How can we use Results-Only to get our kids to perform?
The bottom line for teachers and parents is that they need to get cooperation from 1-150 kids on tasks that, lets be honest, often aren’t interesting to them. If the child has ADD or a Learning Disability, the challenge is even greater.
Are our schools results oriented?
With few exceptions, in my opinion, No. This does vary from school to school and teacher to teacher, but overall I think that the atmosphere in America’s classrooms (big generalization here) is one in which students are evaluated on a mixed curriculum of education and discipline. In other words, the student’s grade is determined by both his or her mastery of the material and by how well he or she fits into the stereotypical pigeon-hole of a “good student”.
It is not enough for a student to learn the curriculum. He or she must also meet the teacher’s expectations of behavior and discipline or their grades will suffer. Which means that their collegiate futures are at risk. Which means their behavior in and around the classroom will in part determine their future.
Why is this bad? In my opinion, it is appropriate to evaluate behaviors, rule-following, conscientiousness and sociability. However, this evaluation needs to be made separate from an academic evaluation. Not merely out of fairness but because a student’s behavior does not reflect his or her mastery of the material. If the student has mastered the curriculum, and demonstrates that mastery on assessments, then his or her grade should reflect that mastery.
Further, teachers evaluate behavior based on their biased backgrounds. Students with different backgrounds are unfairly penalized. Since most teachers are middle-class, poor students suffer.
What do I mean? I mean that the student should not be penalized because he or she did not complete a non-assessment assignment (busy-work) or was disruptive in the classroom, or had a poor attendance record. Notice that each of these items are strongly correlated with poverty and a low socio-economic status. They also fit the profile of kids with Learning Disabilities.
In my opinion, when teachers mix assessment grades with behavior grades, they are doing these kids a major disservice. I am especially thinking of my LD students. These kids’ futures are already at risk. If they are graduating on a regular diploma, and most are, then they need every point they can get on their GPA. When I go into an Individualized Education Planning (IEP) meeting for a student, and I see that his assessment grades are A’s, B’s and C’s but his report card is full of C’s, D’s and F’s I conclude that the student’s needs are not being met. Isn’t it obvious? He can ace the exam, but has seven zeros for homework assignments…he’s learned the material. Even more, he did it without doing the homework. For him, the homework was really just busy work.

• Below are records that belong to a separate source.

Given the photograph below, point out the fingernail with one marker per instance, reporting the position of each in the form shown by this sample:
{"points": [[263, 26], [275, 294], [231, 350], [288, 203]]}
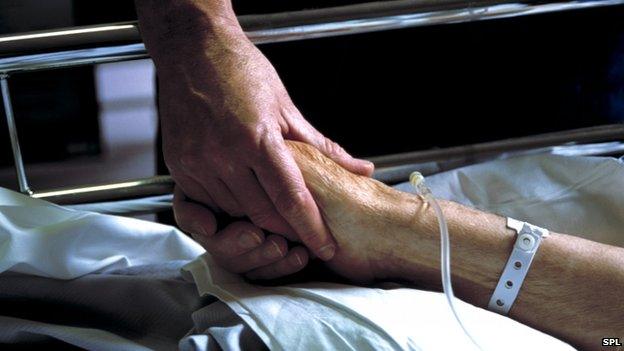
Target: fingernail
{"points": [[273, 251], [327, 252], [249, 240], [296, 260], [198, 229]]}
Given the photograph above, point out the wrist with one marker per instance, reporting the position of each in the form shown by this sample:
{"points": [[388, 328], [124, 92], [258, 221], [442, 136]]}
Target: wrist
{"points": [[180, 30], [480, 246]]}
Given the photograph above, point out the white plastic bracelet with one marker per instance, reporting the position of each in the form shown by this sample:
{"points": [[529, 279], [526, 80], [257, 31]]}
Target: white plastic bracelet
{"points": [[508, 287]]}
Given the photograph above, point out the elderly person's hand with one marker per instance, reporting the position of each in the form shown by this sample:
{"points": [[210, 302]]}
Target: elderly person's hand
{"points": [[240, 247], [225, 115]]}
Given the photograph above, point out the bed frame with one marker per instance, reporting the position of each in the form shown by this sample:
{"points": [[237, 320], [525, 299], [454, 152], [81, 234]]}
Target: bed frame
{"points": [[91, 45]]}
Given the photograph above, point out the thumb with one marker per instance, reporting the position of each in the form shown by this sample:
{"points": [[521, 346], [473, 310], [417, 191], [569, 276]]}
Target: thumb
{"points": [[305, 132]]}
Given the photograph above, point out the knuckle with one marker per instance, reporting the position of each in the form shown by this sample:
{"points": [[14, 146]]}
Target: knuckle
{"points": [[293, 203], [262, 217]]}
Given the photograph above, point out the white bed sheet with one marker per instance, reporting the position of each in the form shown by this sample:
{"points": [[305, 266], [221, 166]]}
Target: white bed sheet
{"points": [[580, 196]]}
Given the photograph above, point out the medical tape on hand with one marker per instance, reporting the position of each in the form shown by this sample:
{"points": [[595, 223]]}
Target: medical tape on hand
{"points": [[526, 245]]}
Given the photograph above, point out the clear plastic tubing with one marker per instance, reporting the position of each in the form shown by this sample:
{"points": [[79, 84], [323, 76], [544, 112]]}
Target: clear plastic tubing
{"points": [[418, 182]]}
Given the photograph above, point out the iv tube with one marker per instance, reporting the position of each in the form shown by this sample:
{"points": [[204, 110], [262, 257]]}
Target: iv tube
{"points": [[418, 182]]}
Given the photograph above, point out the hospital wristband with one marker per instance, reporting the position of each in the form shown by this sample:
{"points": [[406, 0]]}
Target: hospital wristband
{"points": [[526, 245]]}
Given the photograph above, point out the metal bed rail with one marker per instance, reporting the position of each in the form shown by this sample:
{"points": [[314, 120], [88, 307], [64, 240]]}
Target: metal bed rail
{"points": [[264, 29], [390, 168]]}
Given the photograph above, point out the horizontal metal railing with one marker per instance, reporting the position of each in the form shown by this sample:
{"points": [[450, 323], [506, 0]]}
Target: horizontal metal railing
{"points": [[262, 29], [386, 165]]}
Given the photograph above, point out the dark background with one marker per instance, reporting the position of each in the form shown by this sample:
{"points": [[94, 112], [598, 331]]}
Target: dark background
{"points": [[374, 93]]}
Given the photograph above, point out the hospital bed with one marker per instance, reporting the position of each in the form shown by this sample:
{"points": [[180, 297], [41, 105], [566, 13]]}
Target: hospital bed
{"points": [[120, 41], [92, 45]]}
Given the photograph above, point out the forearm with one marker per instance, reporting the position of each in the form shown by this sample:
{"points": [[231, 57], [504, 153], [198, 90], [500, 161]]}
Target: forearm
{"points": [[174, 30], [573, 289]]}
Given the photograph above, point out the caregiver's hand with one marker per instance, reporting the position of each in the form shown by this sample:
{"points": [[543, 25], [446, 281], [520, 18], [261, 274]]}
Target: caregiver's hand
{"points": [[240, 247], [225, 115]]}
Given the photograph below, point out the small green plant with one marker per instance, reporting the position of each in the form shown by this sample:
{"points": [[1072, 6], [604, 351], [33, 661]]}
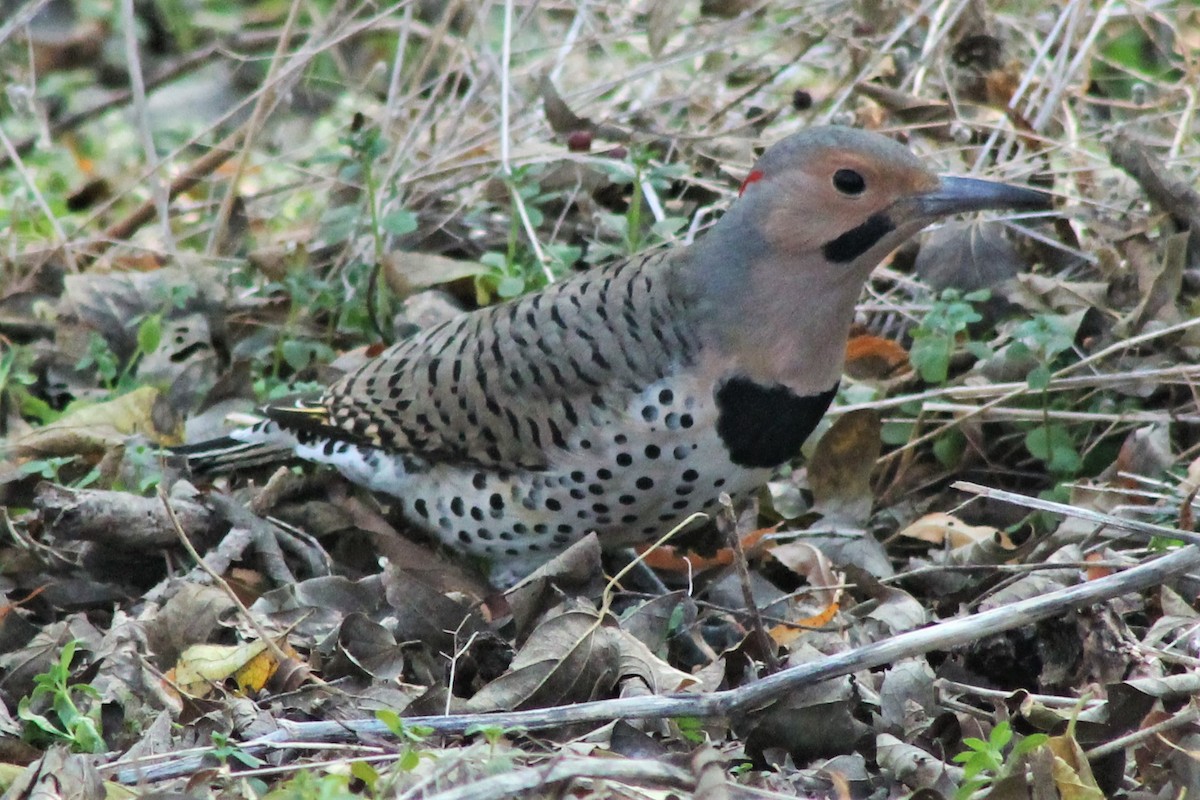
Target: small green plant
{"points": [[940, 332], [985, 762], [409, 735], [691, 729], [58, 711], [51, 469], [630, 228], [100, 355], [517, 269], [307, 785], [223, 750], [1042, 340]]}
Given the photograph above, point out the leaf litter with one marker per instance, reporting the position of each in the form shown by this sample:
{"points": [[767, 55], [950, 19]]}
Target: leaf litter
{"points": [[1068, 380]]}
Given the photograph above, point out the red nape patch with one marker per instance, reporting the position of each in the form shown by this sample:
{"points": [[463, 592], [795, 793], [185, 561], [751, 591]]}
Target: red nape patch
{"points": [[753, 178]]}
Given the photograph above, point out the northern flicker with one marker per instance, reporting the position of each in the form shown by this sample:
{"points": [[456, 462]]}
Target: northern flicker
{"points": [[625, 398]]}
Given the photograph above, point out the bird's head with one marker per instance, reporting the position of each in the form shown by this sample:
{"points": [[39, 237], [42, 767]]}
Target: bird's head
{"points": [[852, 196], [778, 277]]}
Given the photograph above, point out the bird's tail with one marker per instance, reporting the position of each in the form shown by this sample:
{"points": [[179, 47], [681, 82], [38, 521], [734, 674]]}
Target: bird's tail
{"points": [[228, 455]]}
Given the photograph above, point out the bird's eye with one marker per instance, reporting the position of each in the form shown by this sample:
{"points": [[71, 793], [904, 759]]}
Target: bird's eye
{"points": [[847, 181]]}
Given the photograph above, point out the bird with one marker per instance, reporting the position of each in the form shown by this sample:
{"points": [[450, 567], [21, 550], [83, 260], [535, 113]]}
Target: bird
{"points": [[631, 396]]}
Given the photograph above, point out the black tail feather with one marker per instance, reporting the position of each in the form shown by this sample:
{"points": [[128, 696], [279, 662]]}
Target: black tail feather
{"points": [[228, 455]]}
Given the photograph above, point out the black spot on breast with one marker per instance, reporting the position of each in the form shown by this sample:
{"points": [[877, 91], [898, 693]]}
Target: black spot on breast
{"points": [[858, 240], [765, 426]]}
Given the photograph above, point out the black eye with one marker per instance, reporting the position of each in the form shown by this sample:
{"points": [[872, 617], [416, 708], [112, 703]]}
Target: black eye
{"points": [[847, 181]]}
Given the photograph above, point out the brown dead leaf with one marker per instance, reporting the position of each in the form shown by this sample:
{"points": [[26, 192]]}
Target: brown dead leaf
{"points": [[821, 603], [841, 465], [408, 271], [942, 529], [571, 656], [94, 429], [1159, 280], [874, 358], [202, 666]]}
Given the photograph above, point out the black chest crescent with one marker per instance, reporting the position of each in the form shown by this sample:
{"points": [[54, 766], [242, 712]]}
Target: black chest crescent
{"points": [[765, 426]]}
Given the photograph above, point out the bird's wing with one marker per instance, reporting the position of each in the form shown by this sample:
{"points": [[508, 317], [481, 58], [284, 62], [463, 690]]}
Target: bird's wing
{"points": [[505, 386]]}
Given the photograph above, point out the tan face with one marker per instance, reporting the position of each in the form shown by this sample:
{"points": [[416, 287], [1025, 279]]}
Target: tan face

The goal of our schools should not be to pump out mass-produced cookie-cutter worker.
Corporate America is realizing that if you let good people make choices about how and when to work, everybody wins. Lets take that lesson home and into the classroom. Recognize that people have different learning styles and preferences and that the goal of our schools should not be to pump out mass-produced cookie-cutter workers.
Teachers: create multiple routes to success. Keep behavior and academic evaluations separate.
Parents: realize that your kid needs breaks. LD and ADD kids need LOTS of breaks. Split their homework session in two. Have a physical activity planned for in between.
One last quick story: a student of mine often comes in completely brain-fried. You know, that horrible feeling that you can’t even spell your own name right…for no reason! Once I realize we are up against the wall we go for a ten-minute walk and talk about video games. This lifts the mind-fog and learning can begin again.